So naturally, the Democratic Congress is reacting by attacking the hedge funds, proposing a massive tax increase targeting those funds.
In an opposite move, however, the Supreme Court has issued a welcome (but limited) ruling restricting the filing of harassing lawsuits by disgruntled investors who sue every time a company fails to deliver on the public promises made by its executives—that is, by those who want to regard the stock market as a source of entitlement income, rather than a private investment in which they are responsible for taking their own risks.
"Investors' Suits Face Higher Bar, Justices Rule," Stephen Lebaton, New York Times, June 22 The Supreme Court on Thursday dealt a blow to investors who want to sue companies and executives because of suspected fraud, setting a higher standard for class-action lawsuits to go forward.

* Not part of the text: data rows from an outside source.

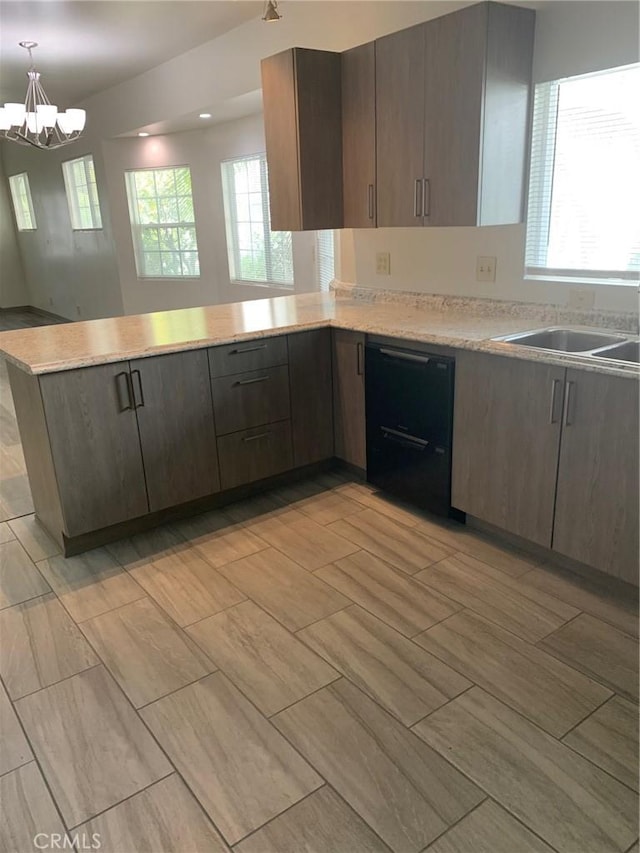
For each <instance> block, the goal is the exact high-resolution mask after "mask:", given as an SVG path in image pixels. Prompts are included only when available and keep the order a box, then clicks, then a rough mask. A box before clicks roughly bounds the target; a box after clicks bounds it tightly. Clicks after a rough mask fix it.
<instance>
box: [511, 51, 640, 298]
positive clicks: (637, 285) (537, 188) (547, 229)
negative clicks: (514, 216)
mask: <svg viewBox="0 0 640 853" xmlns="http://www.w3.org/2000/svg"><path fill="white" fill-rule="evenodd" d="M627 69H640V64H639V63H632V64H630V65H624V66H618V67H615V68H608V69H604V70H602V71H597V72H590V73H587V74H578V75H573V76H571V77H564V78H561V79H558V80H551V81H546V82H543V83H539V84H538V85H537V86H536V87H535V93H534V104H533V112H532V127H531V150H530V162H529V184H528V197H527V219H526V234H525V268H524V276H525V279H527V280H542V281H561V282H562V281H564V282H567V283H570V284H578V283H581V284H593V285H609V286H610V285H614V286H615V285H622V286H634V287H637V286H638V283H639V282H640V271H637V270H635V269H626V270H617V269H602V268H598V269H595V268H589V267H587V268H582V269H580V268H569V267H551V266H548V265H547V263H548V250H549V241H550V234H551V228H552V216H553V193H554V179H555V170H556V167H557V156H556V155H557V152H556V143H557V128H558V114H559V112H558V111H559V108H560V89H561V86H562V85H563V84H564V83H570V82H572V81H575V80H581V79H584V78H588V77H596V76H598V77H599V76H602V75H606V74H613V73H615V72H620V71H624V70H627Z"/></svg>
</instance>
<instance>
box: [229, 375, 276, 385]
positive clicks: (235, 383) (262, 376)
mask: <svg viewBox="0 0 640 853" xmlns="http://www.w3.org/2000/svg"><path fill="white" fill-rule="evenodd" d="M267 379H271V377H270V376H258V377H256V378H255V379H239V380H238V381H237V382H234V383H233V384H234V385H254V384H255V383H256V382H266V381H267Z"/></svg>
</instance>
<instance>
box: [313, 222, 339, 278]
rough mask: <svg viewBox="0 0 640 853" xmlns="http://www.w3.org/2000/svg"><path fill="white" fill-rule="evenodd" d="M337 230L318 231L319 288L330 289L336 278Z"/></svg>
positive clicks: (317, 252) (316, 252) (316, 269)
mask: <svg viewBox="0 0 640 853" xmlns="http://www.w3.org/2000/svg"><path fill="white" fill-rule="evenodd" d="M334 241H335V232H334V231H316V283H317V285H318V290H329V285H330V284H331V282H332V281H333V279H334V278H335V274H336V271H335V243H334Z"/></svg>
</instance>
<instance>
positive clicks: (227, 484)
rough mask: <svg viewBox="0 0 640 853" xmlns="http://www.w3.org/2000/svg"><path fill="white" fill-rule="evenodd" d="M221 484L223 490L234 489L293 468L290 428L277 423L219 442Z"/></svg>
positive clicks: (238, 433) (220, 478) (220, 437)
mask: <svg viewBox="0 0 640 853" xmlns="http://www.w3.org/2000/svg"><path fill="white" fill-rule="evenodd" d="M218 453H219V455H220V480H221V483H222V488H223V489H233V488H235V486H242V485H244V484H245V483H253V482H255V481H257V480H263V479H264V478H265V477H271V476H272V475H273V474H280V473H281V472H282V471H287V470H289V469H290V468H292V467H293V454H292V451H291V424H290V422H289V421H280V422H279V423H275V424H266V425H265V426H259V427H255V428H254V429H250V430H243V431H242V432H234V433H230V434H229V435H223V436H221V437H220V438H219V439H218Z"/></svg>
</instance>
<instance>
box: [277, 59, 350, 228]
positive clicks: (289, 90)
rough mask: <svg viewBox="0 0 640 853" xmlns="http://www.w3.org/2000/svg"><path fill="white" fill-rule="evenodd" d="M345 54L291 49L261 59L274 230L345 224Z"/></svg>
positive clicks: (328, 225)
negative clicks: (343, 128)
mask: <svg viewBox="0 0 640 853" xmlns="http://www.w3.org/2000/svg"><path fill="white" fill-rule="evenodd" d="M340 78H341V75H340V54H339V53H332V52H329V51H323V50H307V49H304V48H298V47H296V48H291V49H290V50H286V51H284V52H283V53H278V54H276V55H275V56H271V57H269V58H268V59H263V60H262V96H263V102H264V124H265V136H266V143H267V162H268V166H269V199H270V208H271V228H272V230H273V231H308V230H315V229H325V228H341V227H342V118H341V82H340Z"/></svg>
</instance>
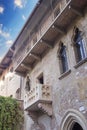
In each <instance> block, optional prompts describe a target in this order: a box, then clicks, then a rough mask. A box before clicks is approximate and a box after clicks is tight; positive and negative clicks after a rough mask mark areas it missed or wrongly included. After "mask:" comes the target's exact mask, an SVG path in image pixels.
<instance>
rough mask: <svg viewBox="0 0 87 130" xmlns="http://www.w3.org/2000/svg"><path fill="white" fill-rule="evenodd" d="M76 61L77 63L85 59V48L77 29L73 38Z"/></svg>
mask: <svg viewBox="0 0 87 130" xmlns="http://www.w3.org/2000/svg"><path fill="white" fill-rule="evenodd" d="M73 41H74V44H75V55H76V61H77V62H79V61H81V60H82V59H84V58H85V57H86V46H85V41H84V39H83V36H82V32H81V31H80V30H79V28H77V27H76V28H75V31H74V38H73Z"/></svg>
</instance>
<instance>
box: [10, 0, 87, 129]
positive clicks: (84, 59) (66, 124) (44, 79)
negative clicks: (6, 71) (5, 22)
mask: <svg viewBox="0 0 87 130" xmlns="http://www.w3.org/2000/svg"><path fill="white" fill-rule="evenodd" d="M11 49H13V50H14V54H13V68H14V71H15V72H16V73H17V74H19V75H20V76H21V77H22V82H21V85H22V88H24V89H23V91H24V110H25V130H87V87H86V86H87V81H86V80H87V0H80V1H79V0H49V1H47V0H39V1H38V3H37V5H36V7H35V8H34V10H33V12H32V13H31V15H30V17H29V19H28V20H27V22H26V24H25V25H24V27H23V29H22V30H21V32H20V34H19V35H18V37H17V39H16V40H15V42H14V44H13V45H12V47H11Z"/></svg>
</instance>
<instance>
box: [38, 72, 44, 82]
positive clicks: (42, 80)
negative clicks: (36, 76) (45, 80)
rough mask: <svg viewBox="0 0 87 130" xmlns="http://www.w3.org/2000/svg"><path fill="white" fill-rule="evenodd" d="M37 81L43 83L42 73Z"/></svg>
mask: <svg viewBox="0 0 87 130" xmlns="http://www.w3.org/2000/svg"><path fill="white" fill-rule="evenodd" d="M38 80H39V83H41V84H44V78H43V74H41V75H40V76H39V77H38Z"/></svg>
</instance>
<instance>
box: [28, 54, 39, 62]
mask: <svg viewBox="0 0 87 130" xmlns="http://www.w3.org/2000/svg"><path fill="white" fill-rule="evenodd" d="M29 55H30V56H32V57H34V58H35V59H36V60H38V61H40V60H41V57H40V56H38V55H36V54H34V53H30V54H29Z"/></svg>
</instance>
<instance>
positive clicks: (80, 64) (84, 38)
mask: <svg viewBox="0 0 87 130" xmlns="http://www.w3.org/2000/svg"><path fill="white" fill-rule="evenodd" d="M76 28H78V29H79V31H80V33H81V37H82V40H84V44H85V50H84V51H85V52H84V53H86V54H85V57H84V58H82V59H80V60H78V57H77V54H76V43H75V42H74V36H75V29H76ZM71 41H72V44H71V45H72V46H73V49H74V55H75V61H76V65H74V68H78V67H79V66H80V65H82V64H83V63H85V62H86V61H87V47H86V40H85V32H84V31H83V30H81V29H80V28H79V27H77V26H74V28H73V35H72V38H71Z"/></svg>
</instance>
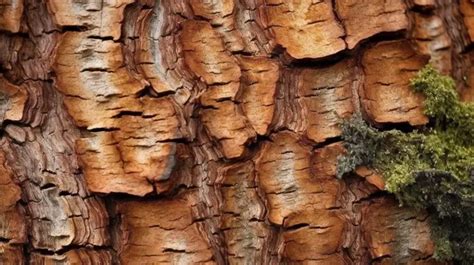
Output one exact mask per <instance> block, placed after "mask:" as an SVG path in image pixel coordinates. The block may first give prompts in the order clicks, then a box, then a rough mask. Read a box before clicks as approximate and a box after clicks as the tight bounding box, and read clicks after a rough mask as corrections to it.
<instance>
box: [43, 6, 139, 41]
mask: <svg viewBox="0 0 474 265" xmlns="http://www.w3.org/2000/svg"><path fill="white" fill-rule="evenodd" d="M47 3H48V8H49V10H50V11H51V13H52V14H53V18H54V20H55V22H56V24H58V25H60V26H79V27H86V28H88V29H89V31H88V33H87V34H89V35H90V36H97V37H100V38H107V37H112V38H113V39H114V40H118V39H119V38H120V29H121V27H122V20H123V10H124V8H125V6H126V5H127V4H130V3H133V0H105V1H99V0H92V1H76V0H48V2H47Z"/></svg>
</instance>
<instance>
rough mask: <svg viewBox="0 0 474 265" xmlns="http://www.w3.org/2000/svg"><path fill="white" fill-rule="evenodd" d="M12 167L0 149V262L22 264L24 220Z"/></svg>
mask: <svg viewBox="0 0 474 265" xmlns="http://www.w3.org/2000/svg"><path fill="white" fill-rule="evenodd" d="M13 177H14V176H13V172H12V169H11V168H10V167H9V166H8V165H6V161H5V155H4V153H3V151H0V198H1V199H0V263H1V264H23V262H24V255H23V245H22V244H24V243H26V242H27V237H26V220H25V217H24V215H23V212H22V211H20V205H17V202H18V201H19V200H20V195H21V190H20V187H19V186H17V185H16V183H14V182H13Z"/></svg>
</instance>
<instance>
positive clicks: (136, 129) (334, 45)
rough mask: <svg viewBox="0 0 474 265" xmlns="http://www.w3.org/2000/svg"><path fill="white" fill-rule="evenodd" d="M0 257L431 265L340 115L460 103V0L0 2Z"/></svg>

The decision was the second one this week by the court that was a defeat for shareholders and a victory for the defendant companies. On Monday, the justices ruled that securities underwriters on Wall Street are generally immune from civil antitrust lawsuits.
It came as senior officials, led by Treasury Secretary Henry M. Paulson Jr., have been pushing for limits on shareholder lawsuits. Mr. Paulson, along with other administration officials and some senior lawmakers, have maintained that such lawsuits and regulations, written in the aftermath of corporate scandals like those involving Enron and WorldCom, may be discouraging investment and causing too many companies to look overseas to raise capital.
With only 18 months left until President Bush leaves the White House—and even less time for contentious policy issues to make their way through a capital that is preparing for elections—corporations and political supporters of the administration are pressing for a relaxation of some of those regulations and new restrictions on lawsuits.
The court on Thursday waded into the debate on the defendants’ side. By a vote of 8 to 1, it said that investors must show “cogent and compelling” evidence of intent to defraud—a standard that makes it easier for companies and their executives to get shareholder complaints dismissed.